≡ Yes, I Know, it’s a post about Oprah… ≡

84901594_jamesfrey_137709bJames Frey photographed in 1994, shortly after coming out of rehab.

In an article by Anna Iatsenko published in Paradoxes of Authenticity (2012), the author speaks about what came to be known as The James Frey Controversy, a situation involving the writer and the TV tycoon Oprah Winfrey. The story concerns Frey’s book A Million Little Pieces, which he promoted as an autobiography about his outlaw period with alcohol, drugs and crime. Back in 2005, in one of her monthly Book Club reviews, Oprah decided to recommend, gift and promote Frey’s so-called autobiography, emphasizing the huge impact it had on her, her family and her crew.

Because Oprah is an alpha-consumer (the concept goes back to Charles Lindholm‘s Culture and Authenticity, 2008), after the book appeared on air, the audience flew to the bookstores, eager to share Oprah’s emotional experience. The events took place in the following order: 26th October 2005, Oprah invites Frey to her show, to speak about his book; sales go up the roof, hitting close to 2 million; 8th January 2006, The Smoking Gun exposes Frey’s story with an article entitled The Man Who Conned Oprah; 11th January 2006 Frey goes on Larry King‘s show and starts to answer some questions; Oprah calls by the end of the program and reassures her support on Frey’s work; 26th January 2006, Frey returns to Oprah’s stage, who by the time had reviewed her position on the entire situation and goes on to confront him and accuse him of lying; five years later, both on the 16th and 17th May 2011, in the last season of her show, Oprah airs a two part conversation with Frey, apologizing for her lack of compassion and so on.

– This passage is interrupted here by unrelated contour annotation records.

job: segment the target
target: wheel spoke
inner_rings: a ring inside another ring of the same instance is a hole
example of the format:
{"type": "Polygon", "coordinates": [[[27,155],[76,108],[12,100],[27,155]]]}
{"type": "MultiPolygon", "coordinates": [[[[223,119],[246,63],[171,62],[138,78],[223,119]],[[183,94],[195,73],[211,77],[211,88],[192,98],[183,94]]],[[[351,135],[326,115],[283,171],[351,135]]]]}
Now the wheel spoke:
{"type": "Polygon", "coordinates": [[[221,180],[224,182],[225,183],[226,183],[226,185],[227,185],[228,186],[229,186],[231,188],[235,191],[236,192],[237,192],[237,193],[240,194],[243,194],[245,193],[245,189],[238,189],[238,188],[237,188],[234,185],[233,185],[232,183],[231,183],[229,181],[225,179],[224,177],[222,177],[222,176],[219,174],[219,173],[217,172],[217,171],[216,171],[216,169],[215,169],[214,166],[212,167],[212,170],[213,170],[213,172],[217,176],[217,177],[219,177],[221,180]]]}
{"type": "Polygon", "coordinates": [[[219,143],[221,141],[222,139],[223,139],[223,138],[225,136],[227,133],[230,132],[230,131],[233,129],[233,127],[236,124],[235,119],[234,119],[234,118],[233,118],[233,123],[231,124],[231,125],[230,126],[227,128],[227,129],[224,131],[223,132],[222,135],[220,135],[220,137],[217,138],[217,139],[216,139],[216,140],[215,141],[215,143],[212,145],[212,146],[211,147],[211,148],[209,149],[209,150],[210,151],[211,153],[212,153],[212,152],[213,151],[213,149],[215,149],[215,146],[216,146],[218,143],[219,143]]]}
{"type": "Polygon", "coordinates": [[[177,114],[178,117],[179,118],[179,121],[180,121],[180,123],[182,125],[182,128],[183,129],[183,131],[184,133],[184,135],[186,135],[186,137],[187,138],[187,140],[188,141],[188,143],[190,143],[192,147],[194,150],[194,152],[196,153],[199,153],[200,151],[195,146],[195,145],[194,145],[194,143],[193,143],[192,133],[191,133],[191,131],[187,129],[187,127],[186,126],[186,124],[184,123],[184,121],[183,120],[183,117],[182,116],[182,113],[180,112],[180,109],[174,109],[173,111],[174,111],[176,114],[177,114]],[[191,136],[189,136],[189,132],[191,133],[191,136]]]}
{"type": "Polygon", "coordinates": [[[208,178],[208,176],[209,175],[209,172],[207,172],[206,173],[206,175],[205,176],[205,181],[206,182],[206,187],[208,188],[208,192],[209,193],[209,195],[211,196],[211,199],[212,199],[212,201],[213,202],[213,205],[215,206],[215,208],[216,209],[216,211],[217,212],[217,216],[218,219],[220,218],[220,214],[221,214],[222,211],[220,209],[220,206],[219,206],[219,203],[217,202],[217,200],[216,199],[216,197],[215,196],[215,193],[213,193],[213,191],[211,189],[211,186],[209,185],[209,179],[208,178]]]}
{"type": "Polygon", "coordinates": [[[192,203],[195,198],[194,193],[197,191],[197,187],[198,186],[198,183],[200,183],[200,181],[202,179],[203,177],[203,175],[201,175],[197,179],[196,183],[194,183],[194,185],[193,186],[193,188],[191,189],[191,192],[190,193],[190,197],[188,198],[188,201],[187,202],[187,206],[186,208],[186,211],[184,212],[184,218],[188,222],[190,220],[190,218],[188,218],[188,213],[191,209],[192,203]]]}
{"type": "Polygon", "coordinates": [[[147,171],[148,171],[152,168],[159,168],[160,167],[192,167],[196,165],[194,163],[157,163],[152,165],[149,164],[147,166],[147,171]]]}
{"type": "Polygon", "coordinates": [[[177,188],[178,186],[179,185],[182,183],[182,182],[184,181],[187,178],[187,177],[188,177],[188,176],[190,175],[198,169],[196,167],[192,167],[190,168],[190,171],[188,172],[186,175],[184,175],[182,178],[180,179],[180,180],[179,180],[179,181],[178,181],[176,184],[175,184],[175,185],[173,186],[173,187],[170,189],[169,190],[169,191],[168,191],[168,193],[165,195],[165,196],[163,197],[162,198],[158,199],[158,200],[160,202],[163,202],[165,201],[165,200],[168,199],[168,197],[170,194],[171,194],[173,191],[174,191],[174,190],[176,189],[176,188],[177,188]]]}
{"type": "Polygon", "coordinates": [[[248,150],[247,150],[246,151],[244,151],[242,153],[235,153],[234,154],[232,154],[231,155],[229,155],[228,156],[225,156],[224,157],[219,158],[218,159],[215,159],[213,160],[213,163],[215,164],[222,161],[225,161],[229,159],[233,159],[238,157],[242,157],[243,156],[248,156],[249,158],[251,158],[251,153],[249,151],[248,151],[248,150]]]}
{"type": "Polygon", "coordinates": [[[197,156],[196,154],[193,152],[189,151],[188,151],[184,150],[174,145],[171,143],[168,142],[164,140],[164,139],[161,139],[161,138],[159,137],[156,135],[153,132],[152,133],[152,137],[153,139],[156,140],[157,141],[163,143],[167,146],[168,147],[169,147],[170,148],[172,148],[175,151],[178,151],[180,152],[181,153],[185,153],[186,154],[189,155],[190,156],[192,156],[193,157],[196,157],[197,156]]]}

In Oprah’s words, this has been the biggest controversy that had ever hit the show in 25 years. I’m interested in the way questions of authorship reflect on the issue of biographical authenticity but, overall, what really intrigues me is the degree of expectation created in the context of a promise of authenticity. In conversation with King, Frey claims he had written a memoir but then the publisher decided to promote it as an autobiography. At a given point King says:

“People reading a memoir expect it to be a true story, whether it’s Alan Alda doing a memoir of his life or James Frey doing a memoir of his, that the facts written down as they happened or their perception of their happening.”

To what Frey responds:

“It’s an individual’s perception of what happened in their own life. This is my recollection of my life. A lot of the events I was writing about took place between 15 and 25 years ago. A lot of the events took place while I was under the influence of drugs and alcohol. I still stand by my book. I still stand by the fact that it’s my story. It’s a truthful retelling of the story.”

In the article That is Real, Iatsenko highlights some moments in the controversy, namely Frey mentioning to King the importance of an “essential truth”. arguing that in spite of the falsity of the stories described in the book, the experience still had “emotional truth”:

“In the memoir genre, the writer generally takes liberties. You know, you take liberties with time because you’re compressing time a lot. You take liberties with events and sequence of events. The important aspect of a memoir is to get at the essential truth of it.”

Oprah’s first comment since the beginning of the controversy was in the form of a phone-call to Larry King Live. Though the audience was expecting Imaculate-Oprah to condemn Fraud-Frey, she reinforced her support for the book, saying:

“And I feel about “A Million Little Pieces” that although some of the facts have been questioned — and people have a right to question, because we live in a country that lets you do that, that the underlying message of redemption in James Frey’s memoir still resonates with me. And I know that it resonates with millions of other people who have read this book and will continue to read this book”

Two weeks after King’s program, Frey and his publisher Nan Talese, are invited back to Oprah’s to discuss the following question: Can you promise people the truth and then not deliver it? Frey is then subjected to an exhausting questioning of the facts he wrote about, the same facts that weeks before Oprah had qualified as “irrelevant”. (Larry King Live) Oprah tells him how she feels “really duped” and how he “betrayed millions of readers”.

Althoug Frey has sold over 4 million copies of A Million Little Pieces, the battle with Oprah left its marks and the scandal forced Frey to move to France with his family. But despite the personal injuries and the amount of lawsuits for damages caused by the book, these attempts to punish someone of inauthenticity forever changed the lexicon of authenticity.